Le VPM entend ne ménager aucun effort pour bien assurer la gestion des transports terrestre, ferroviaire et aérien, et mieux protéger les droits des individus.
« Notre mission est délicate et nous devons tout mettre en œuvre pour répondre aux attentes des citoyens ». Ainsi s’exprimait récemment à l’hôtel consulaire le Vice-premier ministre en charge des Transports et de l'Aviation, civile,Paul Mba Abessole.
Quatre mois après sa prise de fonctions à la tête de cet important département ministériel, M. Mba Abessole a donc réuni le personnel du ministère ainsi que des responsables des sociétés sous tutelle pour appréhender avec justesse et doigté les réalités du secteur.
Pour le VPM, il est urgent d'assurer la gestion du transport terrestre et aérien des personnes et des biens, et de protéger les droits des individus. « Réglementer ces secteurs constitue notre pain quotidien et nous expose à la critique », a insisté Paul Mba Abessole.
Il importe aussi, pour la sûreté et la facilitation, de faire aboutir les textes de la Haute autorité, pour rendre cet outil opérationnel. De même qu'il convient de régler rapidement le problème des machines de détection (actuellement en panne) pour la sécurité du pays.
Selon Mba Abessole, le responsable de la Haute autorité, Laurent Nguetsara Lendoye, devrait s'y employer. Car personne ne comprendrait, ni n'accepterait qu'on ait attendu la promulgation des textes pour sécuriser le trafic aérien. Le VPM a saisi l'occasion qui lui était offerte pour encourager les efforts de ADL (Aéroport de Libreville) pour la délimitation et la clôture de l'aéroport international Léon Mba. Ce qui, à terme, va régler les problèmes des squatters et du risque aviaire.
Une demande a été formulée, à ce sujet, auprès de l'Asecna pour préparer des correspondances à l'adresse des responsables municipaux. La poursuite et la finalisation du programme de modernisation et de réhabilitation des aéroports provinciaux constituent l'autre préoccupation du VPM. L'inspecteur général du ministère, qui suit ce dossier, devra se déployer pour obtenir des financements extérieurs. Un des points ayant retenu l'attention du gouvernement, pour cette année, est celui du nouvel aéroport de Libreville.

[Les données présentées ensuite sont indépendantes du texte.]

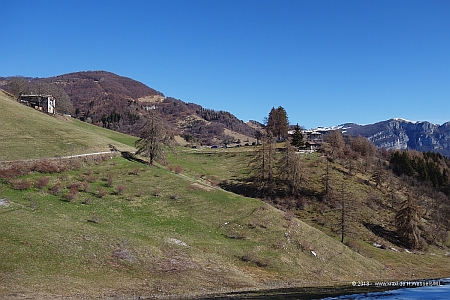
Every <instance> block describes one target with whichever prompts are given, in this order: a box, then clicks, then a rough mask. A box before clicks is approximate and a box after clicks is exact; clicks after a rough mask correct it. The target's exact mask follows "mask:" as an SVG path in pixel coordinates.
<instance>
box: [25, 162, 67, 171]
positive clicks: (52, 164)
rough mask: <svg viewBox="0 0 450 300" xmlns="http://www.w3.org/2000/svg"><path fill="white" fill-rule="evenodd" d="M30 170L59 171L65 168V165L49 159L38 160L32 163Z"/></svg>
mask: <svg viewBox="0 0 450 300" xmlns="http://www.w3.org/2000/svg"><path fill="white" fill-rule="evenodd" d="M31 169H32V171H35V172H39V173H49V174H51V173H60V172H62V171H64V170H65V166H64V165H63V164H62V163H61V162H59V164H58V162H54V161H50V160H47V159H46V160H39V161H37V162H35V163H34V164H33V166H32V167H31Z"/></svg>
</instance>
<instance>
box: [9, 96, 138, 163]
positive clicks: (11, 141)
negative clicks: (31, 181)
mask: <svg viewBox="0 0 450 300" xmlns="http://www.w3.org/2000/svg"><path fill="white" fill-rule="evenodd" d="M0 106H1V107H2V109H1V110H0V122H1V126H0V127H1V130H0V160H16V159H30V158H44V157H57V156H68V155H73V154H83V153H90V152H99V151H108V150H109V144H112V145H114V146H116V147H117V148H118V149H120V150H129V149H132V148H131V146H132V145H133V143H134V140H135V138H133V137H130V136H128V135H125V134H121V133H118V132H115V131H112V130H107V129H104V128H100V127H97V126H93V125H90V124H87V123H83V122H80V121H78V120H75V119H72V118H70V117H65V118H63V117H52V116H49V115H46V114H44V113H42V112H39V111H37V110H34V109H32V108H30V107H27V106H24V105H21V104H20V103H18V102H16V101H14V99H12V98H11V97H10V96H8V95H7V94H5V93H3V92H2V91H1V90H0Z"/></svg>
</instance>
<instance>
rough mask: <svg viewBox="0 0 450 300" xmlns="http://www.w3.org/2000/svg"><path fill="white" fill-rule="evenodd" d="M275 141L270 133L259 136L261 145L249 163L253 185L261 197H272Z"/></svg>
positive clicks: (272, 190) (274, 172)
mask: <svg viewBox="0 0 450 300" xmlns="http://www.w3.org/2000/svg"><path fill="white" fill-rule="evenodd" d="M275 150H276V149H275V139H274V137H273V136H272V134H271V133H267V134H265V135H262V136H261V145H260V146H259V147H258V148H257V150H256V153H255V157H254V158H253V160H252V161H251V162H250V166H251V167H252V169H253V174H254V183H255V184H256V187H257V189H258V191H259V193H260V194H261V195H262V196H268V195H272V194H273V192H274V188H275V162H276V158H275Z"/></svg>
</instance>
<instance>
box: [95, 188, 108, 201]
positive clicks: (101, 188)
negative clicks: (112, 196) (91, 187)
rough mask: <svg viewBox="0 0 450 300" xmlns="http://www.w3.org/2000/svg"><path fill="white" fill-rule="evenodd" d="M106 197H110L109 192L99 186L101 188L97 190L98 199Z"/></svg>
mask: <svg viewBox="0 0 450 300" xmlns="http://www.w3.org/2000/svg"><path fill="white" fill-rule="evenodd" d="M106 195H108V191H107V190H105V189H104V188H102V187H101V186H99V187H98V188H97V197H98V198H103V197H105V196H106Z"/></svg>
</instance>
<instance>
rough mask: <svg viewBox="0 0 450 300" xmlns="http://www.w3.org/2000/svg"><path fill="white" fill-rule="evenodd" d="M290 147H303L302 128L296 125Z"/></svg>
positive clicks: (302, 136)
mask: <svg viewBox="0 0 450 300" xmlns="http://www.w3.org/2000/svg"><path fill="white" fill-rule="evenodd" d="M291 145H292V146H294V147H297V148H299V147H303V146H304V145H305V141H304V139H303V132H302V128H301V127H300V126H298V123H297V125H295V126H294V133H293V134H292V140H291Z"/></svg>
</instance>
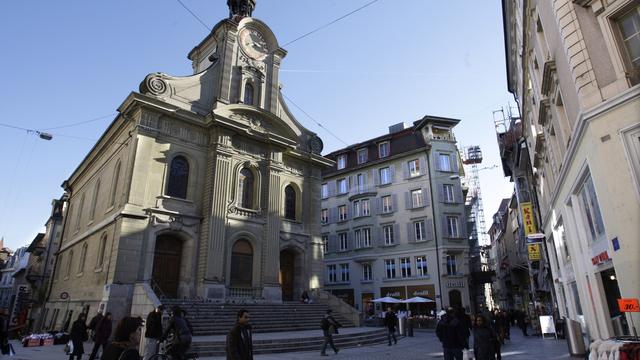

Paul Mba Abessole entend également tout mettre en œuvre pour régler le problème du transport terrestre qui se pose avec acuité et celui de la réglementation de l'exercice du transport public qui se fait de manière anarchique à Libreville. Il est vrai que les « clandos » font une concurrence déloyale aux taxis et à la Société gabonaise de transport (Sogatra). Pour y remédier, une réflexion doit être menée avec d'autres partenaires (mairie, syndicats des transporteurs, services de sécurité...).
Il est peut-être nécessaire aussi de mettre en place un dispositif juridique qui satisfasse tout le monde, surtout les citadins qui éprouvent d'énormes difficultés pour se déplacer.
S'agissant du transport des grumes pour lequel les opérateurs économiques se plaignent de la réduction de leurs horaires de travail, le souhait du VPM est de résoudre définitivement cette question avec celle de la sécurité qui y est rattachée.
Il est aussi question de résoudre les problèmes inhérents à la gare intermodale, à la voie de contournement de Libreville, à la fabrication et à la délivrance du permis de conduire et de la carte grise.